Scott Biram is a really scary dude. Your seventh-grader will be all over that grossly dead dog on the cover, but the contents might give the kid nightmares.
Life as Biram sings it is nothing but trouble: “The trouble with livin’ is you gotta get ‘er done.” That line is from “Goin’ Home”, a breathless romp through murder and mayhem. In “Work”, he wonders how long he must live through “fever, decay, rotting away” trying to put food on the table. A trucking job is an endless “black ribbon” wound through diners, titty bars and roadkill.

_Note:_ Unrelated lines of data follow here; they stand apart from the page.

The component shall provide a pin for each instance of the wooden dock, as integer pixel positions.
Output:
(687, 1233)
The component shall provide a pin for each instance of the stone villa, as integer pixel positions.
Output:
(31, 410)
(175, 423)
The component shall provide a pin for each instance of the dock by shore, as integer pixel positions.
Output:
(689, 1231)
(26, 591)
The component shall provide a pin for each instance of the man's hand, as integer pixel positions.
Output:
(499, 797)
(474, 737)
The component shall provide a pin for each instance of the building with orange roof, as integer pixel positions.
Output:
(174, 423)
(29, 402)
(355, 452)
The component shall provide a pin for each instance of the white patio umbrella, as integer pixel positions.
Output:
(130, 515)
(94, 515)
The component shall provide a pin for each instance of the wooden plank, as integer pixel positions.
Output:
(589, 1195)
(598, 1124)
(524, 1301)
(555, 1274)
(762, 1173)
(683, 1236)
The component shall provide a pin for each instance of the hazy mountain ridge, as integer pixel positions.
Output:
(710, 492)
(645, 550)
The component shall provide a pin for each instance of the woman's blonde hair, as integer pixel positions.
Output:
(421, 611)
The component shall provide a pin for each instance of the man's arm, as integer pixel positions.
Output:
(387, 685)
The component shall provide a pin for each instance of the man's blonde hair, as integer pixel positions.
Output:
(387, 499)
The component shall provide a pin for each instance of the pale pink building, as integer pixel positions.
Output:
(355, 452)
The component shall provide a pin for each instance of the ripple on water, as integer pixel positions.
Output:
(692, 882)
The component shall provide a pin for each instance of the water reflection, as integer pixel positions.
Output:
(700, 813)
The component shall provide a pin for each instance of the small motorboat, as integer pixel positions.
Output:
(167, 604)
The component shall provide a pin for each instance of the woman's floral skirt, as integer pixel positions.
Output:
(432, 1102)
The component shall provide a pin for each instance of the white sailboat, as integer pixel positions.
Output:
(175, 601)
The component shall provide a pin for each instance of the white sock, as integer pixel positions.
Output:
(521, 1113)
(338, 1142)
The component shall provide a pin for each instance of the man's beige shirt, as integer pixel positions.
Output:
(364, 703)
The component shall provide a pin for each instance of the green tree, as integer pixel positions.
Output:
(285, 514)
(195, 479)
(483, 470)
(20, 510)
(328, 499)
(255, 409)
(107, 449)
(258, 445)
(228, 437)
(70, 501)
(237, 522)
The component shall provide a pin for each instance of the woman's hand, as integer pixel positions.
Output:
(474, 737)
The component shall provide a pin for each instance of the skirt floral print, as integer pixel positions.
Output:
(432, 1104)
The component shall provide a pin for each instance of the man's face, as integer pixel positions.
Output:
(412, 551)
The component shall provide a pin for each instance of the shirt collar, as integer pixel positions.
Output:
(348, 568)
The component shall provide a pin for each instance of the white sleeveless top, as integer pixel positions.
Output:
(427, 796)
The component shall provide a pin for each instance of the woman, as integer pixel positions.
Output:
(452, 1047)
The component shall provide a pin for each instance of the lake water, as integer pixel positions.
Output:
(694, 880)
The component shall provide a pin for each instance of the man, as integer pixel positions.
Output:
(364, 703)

Love is a terminal tear at the heart by the devil’s long fingernail.
All this and you can dance to it! The indelible magic of Biram’s music is its vivid, manic energy. He’s a one-man band afire, making noise to fill the universe with his anguish, yet the songs jump to beat all. Their sum is ultimately an uplifting assault against the ignominies of getting by.
Some of them are even beautiful. Biram’s wracked vocals are gifted with country phrasing, and in a foreign language, “Santa Fe”, a love song about a cokehead psycho, would be flat out pretty. “Lost Case Of Being Found” is a pending classic, channeling Lowell George via Dylan’s “You Ain’t Goin’ Nowhere”.
Biram often processes his vocals for dramatic effect, especially on “Church Babies”, a speed-metal-like, satiric rant against organized religion that closes the set in a parody of traditional country’s set-closing hymns. End times, indeed.